Most molesters appear to share the common traits that:

  1. Were molested as a child
  2. Are unsuccessful with relationships, so often marry multiple times.
  3. Often flirt with gay sex and trying to get into the gay community.
  4. Will most often have sex with their own or their step children, rather than some random child. They don’t seem to prefer step children over their biological children, nor the reverse–just that they tend to get remarried often.
  5. Began molesting when they lost their job, a family member died, got a divorce, etc.
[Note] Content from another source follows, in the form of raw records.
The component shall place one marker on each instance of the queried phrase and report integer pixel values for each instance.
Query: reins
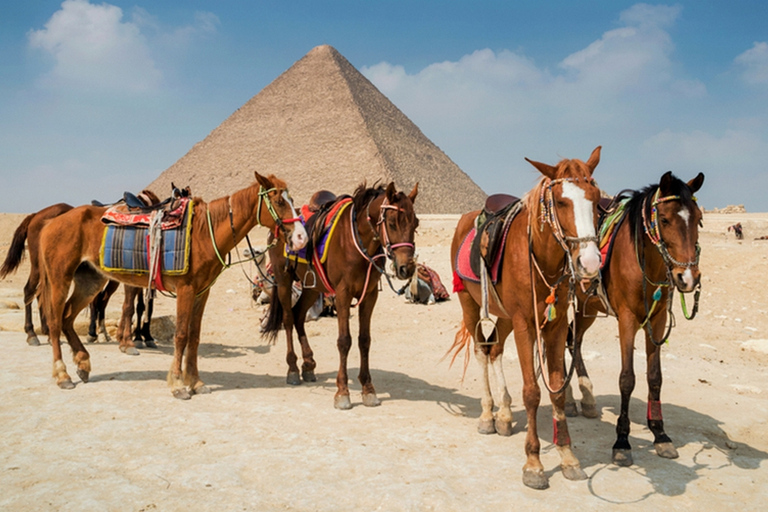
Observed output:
(652, 230)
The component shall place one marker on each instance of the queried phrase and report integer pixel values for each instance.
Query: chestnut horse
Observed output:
(29, 232)
(69, 254)
(380, 223)
(655, 250)
(550, 245)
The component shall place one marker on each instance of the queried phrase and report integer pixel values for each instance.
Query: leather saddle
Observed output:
(491, 225)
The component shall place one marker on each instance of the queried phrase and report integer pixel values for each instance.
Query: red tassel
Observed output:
(458, 284)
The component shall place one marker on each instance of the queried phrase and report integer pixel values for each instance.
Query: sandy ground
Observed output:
(121, 442)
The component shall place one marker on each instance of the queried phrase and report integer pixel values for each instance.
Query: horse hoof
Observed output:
(181, 394)
(486, 427)
(503, 428)
(574, 473)
(535, 479)
(666, 450)
(131, 351)
(371, 400)
(66, 384)
(622, 457)
(202, 390)
(342, 402)
(589, 410)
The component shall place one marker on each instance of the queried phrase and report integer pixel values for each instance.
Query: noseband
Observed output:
(654, 233)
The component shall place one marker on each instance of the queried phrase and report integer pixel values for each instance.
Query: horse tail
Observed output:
(274, 318)
(16, 251)
(460, 342)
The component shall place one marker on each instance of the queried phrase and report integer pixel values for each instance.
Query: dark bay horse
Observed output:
(28, 232)
(550, 245)
(655, 250)
(69, 254)
(379, 223)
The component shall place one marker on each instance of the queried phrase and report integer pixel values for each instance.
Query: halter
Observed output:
(548, 215)
(653, 231)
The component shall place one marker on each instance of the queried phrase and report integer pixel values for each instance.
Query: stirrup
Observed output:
(479, 330)
(306, 284)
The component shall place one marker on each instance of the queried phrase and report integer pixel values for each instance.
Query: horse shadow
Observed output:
(669, 477)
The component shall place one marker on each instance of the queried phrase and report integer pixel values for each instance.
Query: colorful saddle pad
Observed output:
(124, 249)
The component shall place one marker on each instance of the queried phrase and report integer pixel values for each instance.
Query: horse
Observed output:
(550, 246)
(29, 232)
(654, 250)
(69, 254)
(377, 222)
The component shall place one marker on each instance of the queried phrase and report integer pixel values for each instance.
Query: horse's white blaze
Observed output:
(299, 237)
(589, 256)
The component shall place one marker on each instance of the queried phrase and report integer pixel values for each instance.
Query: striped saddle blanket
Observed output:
(125, 249)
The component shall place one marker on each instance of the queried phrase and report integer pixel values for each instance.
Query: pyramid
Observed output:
(323, 125)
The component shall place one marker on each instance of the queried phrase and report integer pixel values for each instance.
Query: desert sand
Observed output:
(122, 442)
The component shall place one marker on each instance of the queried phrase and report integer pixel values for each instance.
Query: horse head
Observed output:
(397, 226)
(280, 207)
(674, 221)
(568, 202)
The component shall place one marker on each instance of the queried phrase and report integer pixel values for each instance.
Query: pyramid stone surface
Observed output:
(323, 125)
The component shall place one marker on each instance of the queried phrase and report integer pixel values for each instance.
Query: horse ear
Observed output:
(665, 183)
(391, 191)
(414, 192)
(594, 159)
(696, 183)
(547, 170)
(263, 181)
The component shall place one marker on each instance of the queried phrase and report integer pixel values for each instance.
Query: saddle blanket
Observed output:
(463, 267)
(120, 214)
(321, 247)
(124, 249)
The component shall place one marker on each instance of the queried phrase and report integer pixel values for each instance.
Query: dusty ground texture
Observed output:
(121, 442)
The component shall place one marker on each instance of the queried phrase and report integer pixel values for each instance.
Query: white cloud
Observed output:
(95, 50)
(755, 64)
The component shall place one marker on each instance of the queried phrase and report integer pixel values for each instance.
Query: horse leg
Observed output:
(555, 347)
(471, 315)
(662, 442)
(307, 299)
(127, 344)
(185, 300)
(29, 295)
(503, 421)
(533, 470)
(622, 450)
(149, 341)
(191, 373)
(364, 345)
(344, 343)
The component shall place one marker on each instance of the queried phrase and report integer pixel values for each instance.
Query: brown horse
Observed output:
(69, 254)
(655, 249)
(379, 224)
(550, 245)
(29, 232)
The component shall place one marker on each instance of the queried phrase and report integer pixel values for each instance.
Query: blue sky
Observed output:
(97, 98)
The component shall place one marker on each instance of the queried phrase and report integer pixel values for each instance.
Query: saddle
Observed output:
(135, 211)
(491, 227)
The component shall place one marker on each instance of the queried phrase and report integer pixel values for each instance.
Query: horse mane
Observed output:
(638, 199)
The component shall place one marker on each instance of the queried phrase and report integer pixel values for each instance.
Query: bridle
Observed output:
(548, 215)
(653, 231)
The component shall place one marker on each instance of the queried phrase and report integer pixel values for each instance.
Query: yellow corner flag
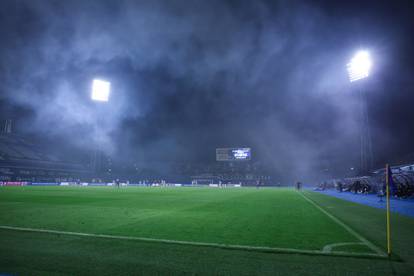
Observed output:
(388, 182)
Essentially, they do so when stressed.
  6. Will usually say that they knew, “I’m not supposed to do it”, but not in terms of a, “It’s a bad thing to do, like I go to jail stuff.” Again, usually basing this on it having been done to them, without the person who did it getting in trouble.

But yes indeed, people who are “attracted” to sex with children seem to all, or sufficiently predominately, have been molested as children. I don’t doubt that there are cases of child sex that has more to do with simple sociopathy and such (i.e. someone wants to screw something, and that’s all that’s around)–which may have been the primordial originator–but that’s really an outlying case.

Sage Rat, do you have a cite for any of that?